Los proyectos de las empresas rusas en los mares helados requerirán al menos 52 buques adicionales de clase de hielo para finales de la década. Según Vedomosti, citando una presentación del Instituto Central de Investigación Científica de la Flota Marítima, los metaneros y los petroleros fueron los elementos más importantes de esta lista.
La necesidad mínima se estima en cinco metaneros de GNL con un volumen de 174 mil metros cúbicos, tres metaneros para gases licuados de petróleo de 50-55 mil metros cúbicos y 10 petroleros con un peso muerto de 120 mil toneladas. Además, se han declarado tres buques de carga seca universales de 40 mil toneladas, dos tanques para condensado de gas y otras 29 unidades de flota sin vinculación a proyectos específicos. Las cifras, en esencia, registran la brecha entre las ambiciones de la producción ártica y las capacidades reales de los astilleros.

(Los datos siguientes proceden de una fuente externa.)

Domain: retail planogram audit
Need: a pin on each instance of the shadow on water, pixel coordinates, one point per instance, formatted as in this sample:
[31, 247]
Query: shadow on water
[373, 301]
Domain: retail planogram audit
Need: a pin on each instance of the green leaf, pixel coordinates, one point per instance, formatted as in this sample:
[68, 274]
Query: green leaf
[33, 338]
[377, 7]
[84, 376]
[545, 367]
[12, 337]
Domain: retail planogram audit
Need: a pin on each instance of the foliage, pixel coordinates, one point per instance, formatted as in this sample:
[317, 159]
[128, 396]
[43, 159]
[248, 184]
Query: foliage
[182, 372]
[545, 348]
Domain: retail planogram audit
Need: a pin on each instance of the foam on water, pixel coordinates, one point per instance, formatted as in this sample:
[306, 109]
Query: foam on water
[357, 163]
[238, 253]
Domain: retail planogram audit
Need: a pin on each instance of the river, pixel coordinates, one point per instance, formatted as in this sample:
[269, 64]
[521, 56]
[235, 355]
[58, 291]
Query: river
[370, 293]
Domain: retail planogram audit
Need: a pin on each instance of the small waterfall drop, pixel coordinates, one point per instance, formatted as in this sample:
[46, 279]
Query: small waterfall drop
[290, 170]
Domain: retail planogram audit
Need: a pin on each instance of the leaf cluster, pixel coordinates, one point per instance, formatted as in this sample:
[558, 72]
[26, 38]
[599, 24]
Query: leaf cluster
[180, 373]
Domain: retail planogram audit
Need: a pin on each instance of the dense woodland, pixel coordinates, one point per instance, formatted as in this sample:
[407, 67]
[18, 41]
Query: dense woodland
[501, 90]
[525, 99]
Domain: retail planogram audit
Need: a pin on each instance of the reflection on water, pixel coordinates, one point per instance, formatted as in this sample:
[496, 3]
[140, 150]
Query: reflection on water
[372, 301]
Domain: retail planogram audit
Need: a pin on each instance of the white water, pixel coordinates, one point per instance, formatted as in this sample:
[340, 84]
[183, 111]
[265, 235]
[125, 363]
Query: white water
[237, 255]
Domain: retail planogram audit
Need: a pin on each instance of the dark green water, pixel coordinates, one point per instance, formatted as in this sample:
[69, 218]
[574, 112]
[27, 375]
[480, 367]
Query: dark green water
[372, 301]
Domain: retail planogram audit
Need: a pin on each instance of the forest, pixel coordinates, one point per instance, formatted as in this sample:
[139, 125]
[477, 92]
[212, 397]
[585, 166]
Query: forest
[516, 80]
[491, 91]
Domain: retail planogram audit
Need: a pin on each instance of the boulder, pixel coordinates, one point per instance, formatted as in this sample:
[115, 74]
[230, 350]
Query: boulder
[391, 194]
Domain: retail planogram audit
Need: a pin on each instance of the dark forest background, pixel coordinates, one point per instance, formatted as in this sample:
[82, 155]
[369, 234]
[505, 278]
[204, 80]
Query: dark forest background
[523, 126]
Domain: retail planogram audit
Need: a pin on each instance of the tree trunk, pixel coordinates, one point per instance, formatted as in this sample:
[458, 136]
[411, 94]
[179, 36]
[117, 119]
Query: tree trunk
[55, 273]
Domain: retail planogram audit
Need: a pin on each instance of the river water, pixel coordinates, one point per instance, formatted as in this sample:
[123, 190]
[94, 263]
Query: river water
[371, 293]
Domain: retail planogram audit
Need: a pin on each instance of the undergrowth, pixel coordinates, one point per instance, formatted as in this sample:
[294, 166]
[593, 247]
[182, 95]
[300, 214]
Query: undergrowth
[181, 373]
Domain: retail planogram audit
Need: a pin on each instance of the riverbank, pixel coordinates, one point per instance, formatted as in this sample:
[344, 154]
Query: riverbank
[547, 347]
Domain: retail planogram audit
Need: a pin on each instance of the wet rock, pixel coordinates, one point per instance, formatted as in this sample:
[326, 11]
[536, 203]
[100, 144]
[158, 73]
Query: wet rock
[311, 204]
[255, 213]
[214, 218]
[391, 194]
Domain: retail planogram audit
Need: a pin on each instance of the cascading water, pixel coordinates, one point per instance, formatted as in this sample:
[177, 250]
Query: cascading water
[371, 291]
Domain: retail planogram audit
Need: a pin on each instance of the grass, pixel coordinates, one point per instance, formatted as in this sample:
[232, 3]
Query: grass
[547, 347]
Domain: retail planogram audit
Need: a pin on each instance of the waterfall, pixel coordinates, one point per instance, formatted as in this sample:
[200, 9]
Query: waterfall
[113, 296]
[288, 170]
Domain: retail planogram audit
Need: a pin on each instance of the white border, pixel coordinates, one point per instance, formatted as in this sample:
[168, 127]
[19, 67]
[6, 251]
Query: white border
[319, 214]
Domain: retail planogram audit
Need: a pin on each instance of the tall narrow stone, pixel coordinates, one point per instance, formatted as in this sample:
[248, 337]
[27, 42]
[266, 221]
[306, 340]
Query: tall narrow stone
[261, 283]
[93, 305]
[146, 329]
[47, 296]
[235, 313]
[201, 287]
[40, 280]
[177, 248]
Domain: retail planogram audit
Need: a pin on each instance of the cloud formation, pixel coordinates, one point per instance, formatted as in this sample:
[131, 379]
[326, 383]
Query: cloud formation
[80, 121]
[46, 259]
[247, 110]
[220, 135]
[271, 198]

El riesgo clave no está en la financiación, sino en la disponibilidad de astilleros. Las fábricas rusas ya están cargadas con pedidos para la Ruta Marítima del Norte y el cabotaje, y solo unas pocas empresas en el mundo, incluida SSK "Zvezda", son capaces de construir metaneros de gran tonelaje de clase de hielo. Es probable que parte de los cascos tengan que ser colocados en astilleros extranjeros, lo que nuevamente plantea la cuestión de la resistencia a las sanciones de toda la cadena logística. Si la flota no está lista a tiempo, la producción en los yacimientos árticos corre el riesgo de estancarse en un callejón sin salida de transporte.